UW-Madison
Computer Sciences Dept.

CS739 Spring 2008: Project 1 -- HadoopSort

Due: In two weeks (April 8)
Work with: A partner
Make: Lots of graphs

Updates: None (yet).

Overview: In this assignment, you are going to gain some familiarity with Hadoop, by building an external (disk-to-disk) sample sort. The project is broken down into four basic steps, for your viewing pleasure.

Step 1: Get Hadoop up and running. This is supposed to be the easy step. Get a simple word count (or other) program running on both a single machine (which will be useful for debugging) and a cluster of machines.

Step 2: Create a program in Hadoop that generates keys. For this sorting task, you are to write a program that creates some number of records that your sorting program will, well, sort. Each record should be 100 bytes in size; the first 10 bytes will be the key which you sort. The RandomWriter class may be a good starting point.
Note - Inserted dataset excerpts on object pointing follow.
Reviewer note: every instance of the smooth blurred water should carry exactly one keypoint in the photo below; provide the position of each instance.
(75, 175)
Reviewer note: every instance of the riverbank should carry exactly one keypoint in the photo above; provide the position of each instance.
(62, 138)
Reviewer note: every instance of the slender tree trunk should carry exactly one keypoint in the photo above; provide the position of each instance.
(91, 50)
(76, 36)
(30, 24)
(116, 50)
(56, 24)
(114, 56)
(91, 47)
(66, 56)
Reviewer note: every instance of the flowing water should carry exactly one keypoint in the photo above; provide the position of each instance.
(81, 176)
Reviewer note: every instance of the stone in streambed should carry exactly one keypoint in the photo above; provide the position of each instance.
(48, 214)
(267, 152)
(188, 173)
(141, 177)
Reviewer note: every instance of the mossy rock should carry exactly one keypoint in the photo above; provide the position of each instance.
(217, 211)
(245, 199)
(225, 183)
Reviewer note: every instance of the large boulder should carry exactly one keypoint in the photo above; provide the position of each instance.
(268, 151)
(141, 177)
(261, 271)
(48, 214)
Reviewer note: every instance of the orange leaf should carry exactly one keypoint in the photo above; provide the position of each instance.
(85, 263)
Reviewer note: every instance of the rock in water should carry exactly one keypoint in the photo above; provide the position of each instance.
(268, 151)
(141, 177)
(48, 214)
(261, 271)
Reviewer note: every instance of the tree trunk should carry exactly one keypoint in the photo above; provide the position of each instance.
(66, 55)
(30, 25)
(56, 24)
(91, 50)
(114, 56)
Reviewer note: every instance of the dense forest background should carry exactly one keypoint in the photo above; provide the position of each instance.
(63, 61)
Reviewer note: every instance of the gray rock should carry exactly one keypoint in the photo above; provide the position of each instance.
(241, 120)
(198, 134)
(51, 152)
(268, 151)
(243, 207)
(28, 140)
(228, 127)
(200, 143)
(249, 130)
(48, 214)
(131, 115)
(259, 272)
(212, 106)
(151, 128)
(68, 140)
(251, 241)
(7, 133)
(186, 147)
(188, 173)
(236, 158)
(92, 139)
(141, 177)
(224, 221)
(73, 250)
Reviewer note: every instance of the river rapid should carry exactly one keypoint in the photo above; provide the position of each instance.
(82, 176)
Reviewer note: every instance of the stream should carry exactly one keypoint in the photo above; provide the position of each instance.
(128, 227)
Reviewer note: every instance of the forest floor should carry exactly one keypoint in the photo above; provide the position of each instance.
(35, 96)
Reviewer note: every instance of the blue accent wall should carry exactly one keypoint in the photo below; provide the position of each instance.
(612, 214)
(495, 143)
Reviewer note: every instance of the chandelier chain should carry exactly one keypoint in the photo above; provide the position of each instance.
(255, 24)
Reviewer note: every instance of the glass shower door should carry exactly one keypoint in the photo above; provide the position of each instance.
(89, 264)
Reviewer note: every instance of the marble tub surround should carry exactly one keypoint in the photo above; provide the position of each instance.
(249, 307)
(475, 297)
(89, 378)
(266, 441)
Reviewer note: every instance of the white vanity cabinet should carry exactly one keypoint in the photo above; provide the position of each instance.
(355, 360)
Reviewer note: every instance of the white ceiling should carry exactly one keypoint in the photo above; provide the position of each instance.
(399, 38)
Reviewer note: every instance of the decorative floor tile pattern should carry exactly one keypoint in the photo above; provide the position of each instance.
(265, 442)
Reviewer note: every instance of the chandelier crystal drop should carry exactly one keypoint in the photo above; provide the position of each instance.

How many keys should you generate? Well, we are going to be shooting for the MinuteSort benchmark, which asks you to sort as many of these records as possible within a minute.

What kind of distribution should you generate? At first, start with a simple uniform distribution. However, to make this project more interesting, you will also have to generate some non-uniform distributions (otherwise, a sample sort isn't so interesting). You have some flexibility here; pick something that you can play around with, making it more or less skewed towards some part of the key range. Also, make sure that your distribution is coming out as planned! (don't just assume it is, prove that it is, to yourself, and to me).

Step 3: Run the default Hadoop sort on both uniform and non-uniform distributions. You should do this on 8 machines. What kind of performance do you get? One way to get better performance on the non-uniform distributions is to use more reducers. Make some graphs, varying the number of reducers. Does this help? Making lots of graphs is a good idea, because it convinces me that you care.

Step 4: Make a sample sort. The sample should look through the data and figure out some things about the key distribution. With this knowledge, the sort should be able to do better load balancing. Some open questions: which keys to sample? Should only one node sample? Should each node sample? Which parts of the file should be sampled? And finally, how do you use this information to make the sort work better? Again, I expect lots of graphs. Really.

Some details: The cluster consists of machines adsl01.cs through adsl08.cs. You should have an account on them. If not, please email me! Do most of your development on a single machine, and just use these for performance runs on 4 or 8 machines. We will figure out a solution for sharing shortly.

Also, please read this paper.

Finally, you need to write up what you did. Thus, I expect a report (with all those graphs) when all is said and done. The report should probably be 8-10 pages long, with as much space as you need for figures and code (if needed).